Nilai Tambah dan Implikasi
- Konservasi Sumber Daya Air: Pemanfaatan air hujan mengurangi ketergantungan pada sumber air tanah dan PDAM, serta membantu menjaga keseimbangan siklus hidrologi.
- Pengurangan Risiko Kekeringan: Cistern sebagai penampung air hujan menyediakan cadangan air yang cukup saat musim kemarau panjang.
- Penerapan Skala Rumah Tangga: Sistem ini dapat diterapkan secara luas di daerah perbukitan atau daerah tanpa akses air bersih.
- Efisiensi Biaya dan Lahan: Penempatan cistern bawah tanah memaksimalkan penggunaan lahan dan menjaga kualitas air.
Kritik dan Saran Pengembangan
- Pengukuran Luas Atap: Akurasi pengukuran luas atap sangat penting karena berpengaruh langsung pada perhitungan volume air hujan yang dapat ditampung.
- Perawatan Sistem: Perlu perhatian khusus pada pemeliharaan cistern dan sistem penyaringan agar air tetap bersih dan aman digunakan.
- Skala Komunitas: Pengembangan sistem pemanenan air hujan secara komunitas dapat meningkatkan efisiensi dan distribusi air bersih.
- Penggunaan Teknologi Filtrasi: Integrasi teknologi filtrasi lanjutan dapat meningkatkan kualitas air untuk keperluan minum langsung.
- Kajian Iklim: Perlu pemantauan lebih lanjut terkait perubahan pola curah hujan akibat perubahan iklim untuk perencanaan jangka panjang.
Perbandingan dengan Penelitian Lain
Penelitian ini sejalan dengan studi Khoru Ni’mah (2018) di Lampung Selatan yang menunjukkan potensi penghematan air bersih hingga 35% dengan pemanenan air hujan. Selain itu, hasil penelitian Felicia Isfandyari (2018) dan Tri Yayuk Susana (2012) juga menegaskan pentingnya pemanfaatan air hujan sebagai alternatif sumber air di perkotaan dan gedung perkantoran, dengan penghematan signifikan terhadap penggunaan air PDAM.
Kesimpulan
Penelitian ini berhasil mengidentifikasi potensi pemanenan air hujan di Dusun Sungapan 1, Hargotirto, Kokap, Kulon Progo, dengan curah hujan rata-rata 1610,04 mm/tahun dan kebutuhan air rumah tangga sekitar 219 m³/tahun untuk 4 penghuni. Instalasi cistern beton bertulang berkapasitas 110,4 m³ yang dirancang dapat memenuhi kebutuhan air bersih selama musim kemarau.
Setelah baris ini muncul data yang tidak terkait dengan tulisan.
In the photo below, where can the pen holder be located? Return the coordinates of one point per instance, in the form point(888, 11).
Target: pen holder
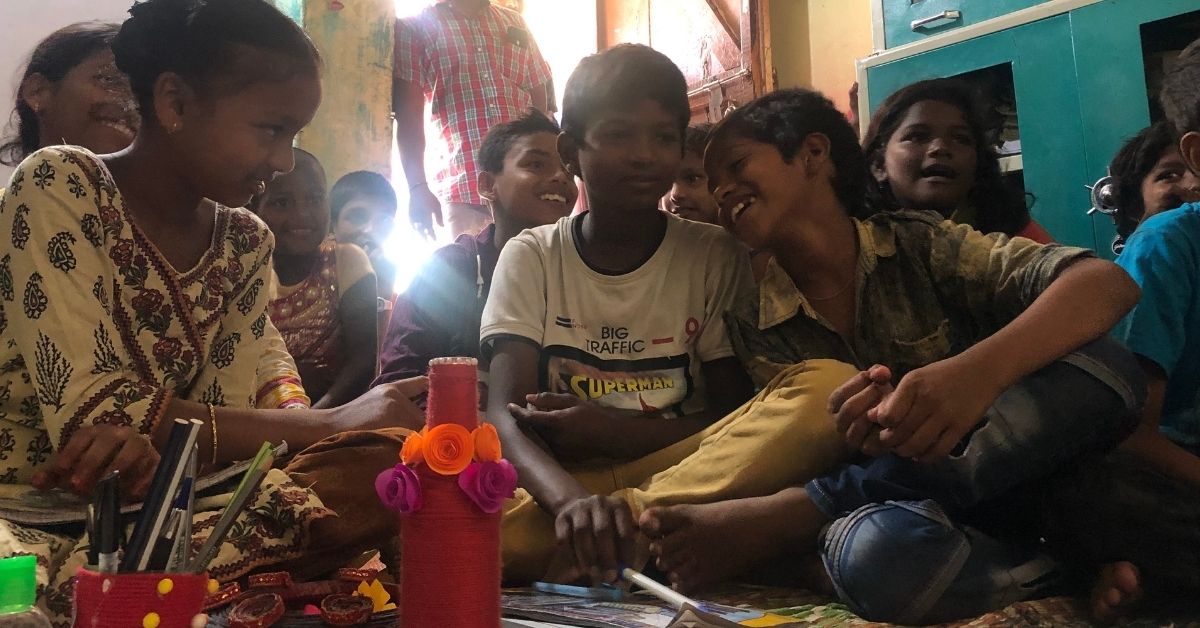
point(143, 598)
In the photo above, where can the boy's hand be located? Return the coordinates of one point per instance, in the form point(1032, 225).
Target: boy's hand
point(384, 406)
point(96, 450)
point(599, 531)
point(933, 408)
point(573, 429)
point(850, 405)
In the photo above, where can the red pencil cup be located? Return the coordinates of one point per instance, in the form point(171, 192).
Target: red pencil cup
point(139, 599)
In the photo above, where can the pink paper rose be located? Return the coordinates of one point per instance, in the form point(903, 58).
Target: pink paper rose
point(400, 489)
point(489, 484)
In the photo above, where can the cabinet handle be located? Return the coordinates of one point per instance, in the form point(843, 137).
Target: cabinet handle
point(949, 15)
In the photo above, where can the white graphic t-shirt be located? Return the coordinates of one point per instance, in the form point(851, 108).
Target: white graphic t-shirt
point(631, 341)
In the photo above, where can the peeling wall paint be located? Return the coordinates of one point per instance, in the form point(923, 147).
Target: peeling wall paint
point(353, 129)
point(292, 9)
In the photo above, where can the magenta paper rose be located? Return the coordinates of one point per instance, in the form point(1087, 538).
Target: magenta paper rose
point(400, 489)
point(489, 484)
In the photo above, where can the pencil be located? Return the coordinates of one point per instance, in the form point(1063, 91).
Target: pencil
point(658, 590)
point(250, 483)
point(162, 494)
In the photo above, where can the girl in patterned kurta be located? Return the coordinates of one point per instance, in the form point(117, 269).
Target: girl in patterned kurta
point(105, 340)
point(322, 292)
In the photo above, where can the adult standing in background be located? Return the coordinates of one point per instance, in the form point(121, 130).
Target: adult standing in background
point(477, 65)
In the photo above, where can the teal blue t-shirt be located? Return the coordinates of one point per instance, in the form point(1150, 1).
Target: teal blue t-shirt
point(1163, 256)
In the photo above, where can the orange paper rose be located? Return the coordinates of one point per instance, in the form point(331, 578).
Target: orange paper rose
point(448, 449)
point(411, 453)
point(487, 443)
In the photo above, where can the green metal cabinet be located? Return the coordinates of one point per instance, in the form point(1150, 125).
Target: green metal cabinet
point(1048, 109)
point(1111, 79)
point(900, 16)
point(1080, 87)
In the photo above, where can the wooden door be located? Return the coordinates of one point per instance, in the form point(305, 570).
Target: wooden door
point(719, 45)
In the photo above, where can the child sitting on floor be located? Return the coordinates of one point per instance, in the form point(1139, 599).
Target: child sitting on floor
point(612, 372)
point(138, 297)
point(979, 369)
point(1135, 512)
point(363, 205)
point(927, 148)
point(1151, 177)
point(523, 180)
point(323, 292)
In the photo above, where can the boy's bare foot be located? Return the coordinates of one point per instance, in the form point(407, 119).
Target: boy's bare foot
point(705, 544)
point(1117, 588)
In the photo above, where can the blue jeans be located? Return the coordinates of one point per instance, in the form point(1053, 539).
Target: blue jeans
point(895, 551)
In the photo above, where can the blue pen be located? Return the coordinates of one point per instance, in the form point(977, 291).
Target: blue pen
point(606, 592)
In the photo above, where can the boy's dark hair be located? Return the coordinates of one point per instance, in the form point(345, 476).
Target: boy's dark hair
point(785, 118)
point(619, 77)
point(501, 138)
point(696, 138)
point(53, 58)
point(360, 183)
point(1131, 166)
point(997, 207)
point(1180, 95)
point(198, 40)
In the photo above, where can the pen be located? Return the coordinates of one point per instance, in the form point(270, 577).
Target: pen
point(108, 522)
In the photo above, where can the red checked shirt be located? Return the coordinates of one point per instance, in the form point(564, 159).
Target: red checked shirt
point(475, 71)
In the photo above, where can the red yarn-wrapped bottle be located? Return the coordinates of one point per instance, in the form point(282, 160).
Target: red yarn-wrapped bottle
point(450, 549)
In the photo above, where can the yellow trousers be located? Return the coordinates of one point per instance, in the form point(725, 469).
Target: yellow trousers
point(781, 437)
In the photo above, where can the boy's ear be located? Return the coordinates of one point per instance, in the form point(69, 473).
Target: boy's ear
point(815, 153)
point(569, 151)
point(36, 91)
point(486, 183)
point(173, 97)
point(1189, 147)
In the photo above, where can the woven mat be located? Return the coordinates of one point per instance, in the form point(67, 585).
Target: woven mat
point(810, 609)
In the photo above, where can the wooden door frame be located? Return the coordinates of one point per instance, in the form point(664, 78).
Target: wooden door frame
point(754, 42)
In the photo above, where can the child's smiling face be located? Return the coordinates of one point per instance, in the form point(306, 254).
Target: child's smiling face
point(629, 157)
point(240, 137)
point(931, 157)
point(297, 208)
point(90, 106)
point(534, 187)
point(689, 197)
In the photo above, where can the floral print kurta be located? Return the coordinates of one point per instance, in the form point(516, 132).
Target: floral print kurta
point(96, 327)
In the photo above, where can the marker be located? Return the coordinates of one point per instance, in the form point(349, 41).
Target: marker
point(108, 522)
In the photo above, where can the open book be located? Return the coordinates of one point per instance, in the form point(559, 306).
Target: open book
point(639, 610)
point(22, 503)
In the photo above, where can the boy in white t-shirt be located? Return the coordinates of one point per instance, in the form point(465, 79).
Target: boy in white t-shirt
point(606, 346)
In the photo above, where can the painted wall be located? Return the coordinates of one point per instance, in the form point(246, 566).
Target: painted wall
point(562, 48)
point(353, 129)
point(790, 42)
point(27, 22)
point(816, 42)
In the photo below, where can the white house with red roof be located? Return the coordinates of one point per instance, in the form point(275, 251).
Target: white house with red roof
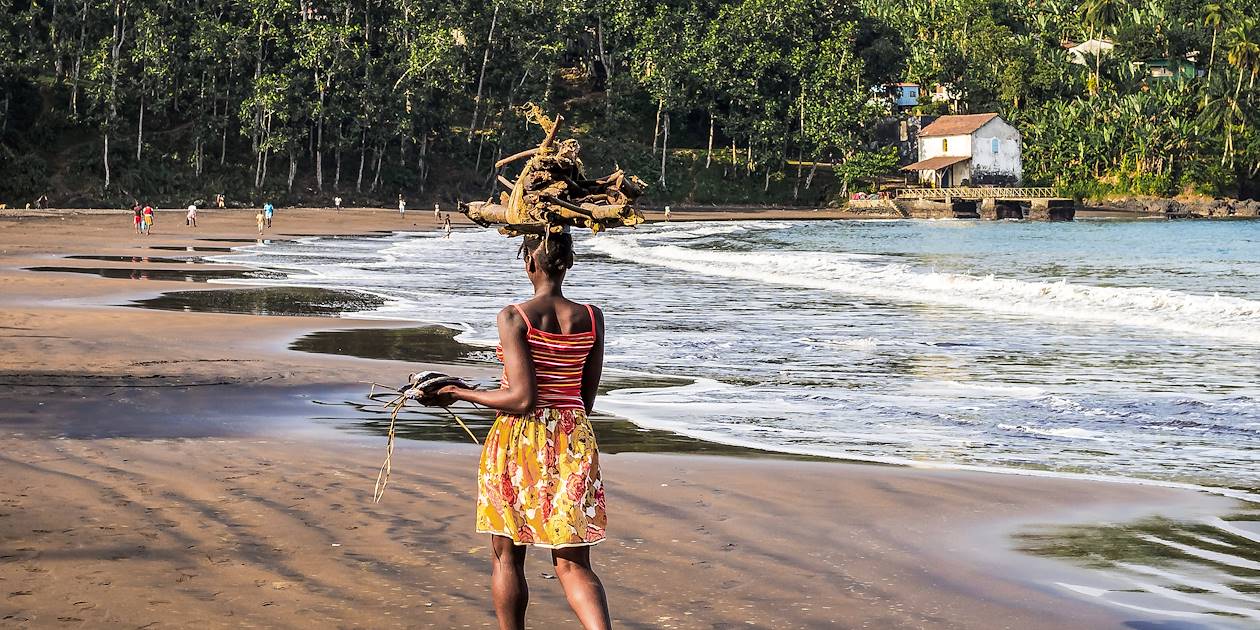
point(969, 150)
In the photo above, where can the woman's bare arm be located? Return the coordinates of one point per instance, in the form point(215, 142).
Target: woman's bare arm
point(594, 368)
point(521, 396)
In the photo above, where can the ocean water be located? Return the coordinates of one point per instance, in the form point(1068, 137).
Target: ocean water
point(1111, 348)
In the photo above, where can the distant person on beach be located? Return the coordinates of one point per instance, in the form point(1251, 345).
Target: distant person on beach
point(539, 476)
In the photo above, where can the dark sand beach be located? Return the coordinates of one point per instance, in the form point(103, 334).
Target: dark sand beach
point(168, 469)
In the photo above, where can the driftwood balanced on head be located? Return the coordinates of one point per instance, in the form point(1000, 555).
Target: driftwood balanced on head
point(552, 193)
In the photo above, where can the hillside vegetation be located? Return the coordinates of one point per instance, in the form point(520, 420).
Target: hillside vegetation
point(102, 101)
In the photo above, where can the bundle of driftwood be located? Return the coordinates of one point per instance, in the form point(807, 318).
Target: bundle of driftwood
point(552, 193)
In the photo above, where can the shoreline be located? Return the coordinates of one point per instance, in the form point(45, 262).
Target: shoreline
point(856, 524)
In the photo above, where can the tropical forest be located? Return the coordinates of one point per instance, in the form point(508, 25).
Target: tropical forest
point(708, 101)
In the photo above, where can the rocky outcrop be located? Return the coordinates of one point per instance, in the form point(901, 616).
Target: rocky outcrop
point(1183, 208)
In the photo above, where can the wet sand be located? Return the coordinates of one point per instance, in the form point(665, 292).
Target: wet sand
point(168, 469)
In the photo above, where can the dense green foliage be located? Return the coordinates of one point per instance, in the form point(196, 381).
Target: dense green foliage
point(712, 100)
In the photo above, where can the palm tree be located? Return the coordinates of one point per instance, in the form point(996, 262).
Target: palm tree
point(1244, 52)
point(1221, 111)
point(1214, 18)
point(1100, 15)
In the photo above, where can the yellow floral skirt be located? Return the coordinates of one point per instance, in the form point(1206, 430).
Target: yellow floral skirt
point(539, 480)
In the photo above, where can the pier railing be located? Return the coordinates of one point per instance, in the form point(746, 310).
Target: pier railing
point(978, 193)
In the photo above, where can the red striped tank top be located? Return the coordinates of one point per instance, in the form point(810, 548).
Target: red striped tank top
point(558, 362)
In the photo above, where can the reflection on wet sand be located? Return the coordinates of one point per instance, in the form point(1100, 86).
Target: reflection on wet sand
point(1195, 570)
point(136, 260)
point(292, 300)
point(429, 344)
point(437, 344)
point(185, 275)
point(188, 248)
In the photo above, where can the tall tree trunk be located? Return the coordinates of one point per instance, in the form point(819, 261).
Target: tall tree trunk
point(227, 101)
point(78, 58)
point(1211, 58)
point(363, 154)
point(257, 169)
point(120, 34)
point(708, 158)
point(107, 159)
point(813, 169)
point(319, 145)
point(480, 81)
point(376, 179)
point(337, 159)
point(422, 161)
point(655, 132)
point(604, 58)
point(800, 166)
point(664, 150)
point(140, 127)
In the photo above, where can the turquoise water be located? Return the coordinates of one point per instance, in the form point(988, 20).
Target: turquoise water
point(1098, 347)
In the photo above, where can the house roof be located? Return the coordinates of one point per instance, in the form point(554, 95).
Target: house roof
point(938, 163)
point(956, 125)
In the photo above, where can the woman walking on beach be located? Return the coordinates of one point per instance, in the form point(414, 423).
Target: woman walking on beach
point(539, 479)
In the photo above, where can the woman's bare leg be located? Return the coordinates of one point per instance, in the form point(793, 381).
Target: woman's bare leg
point(508, 582)
point(582, 587)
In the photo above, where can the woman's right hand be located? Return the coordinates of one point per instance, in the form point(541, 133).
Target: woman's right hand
point(449, 395)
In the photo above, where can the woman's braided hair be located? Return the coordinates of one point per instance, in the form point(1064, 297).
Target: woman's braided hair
point(553, 252)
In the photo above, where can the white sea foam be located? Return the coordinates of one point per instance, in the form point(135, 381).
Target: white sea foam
point(1154, 309)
Sistem ini merupakan solusi efektif dan berkelanjutan untuk mengatasi keterbatasan air bersih di daerah perbukitan dan dapat direplikasi di wilayah serupa.
Sumber Artikel
Ikhwan Mustofa. “Analisis Pemanfaatan Potensi Air Hujan dengan Menggunakan Cistern sebagai Sumber Air Bersih Skala Rumah Tangga (Studi Kasus Dusun Sungapan 1, Hargotirto, Kokap, Kulon Progo, Daerah Istimewa Yogyakarta).” Tugas Akhir, Program Studi Teknik Sipil, Fakultas Teknik Sipil dan Perencanaan, Universitas Islam Indonesia, 2020.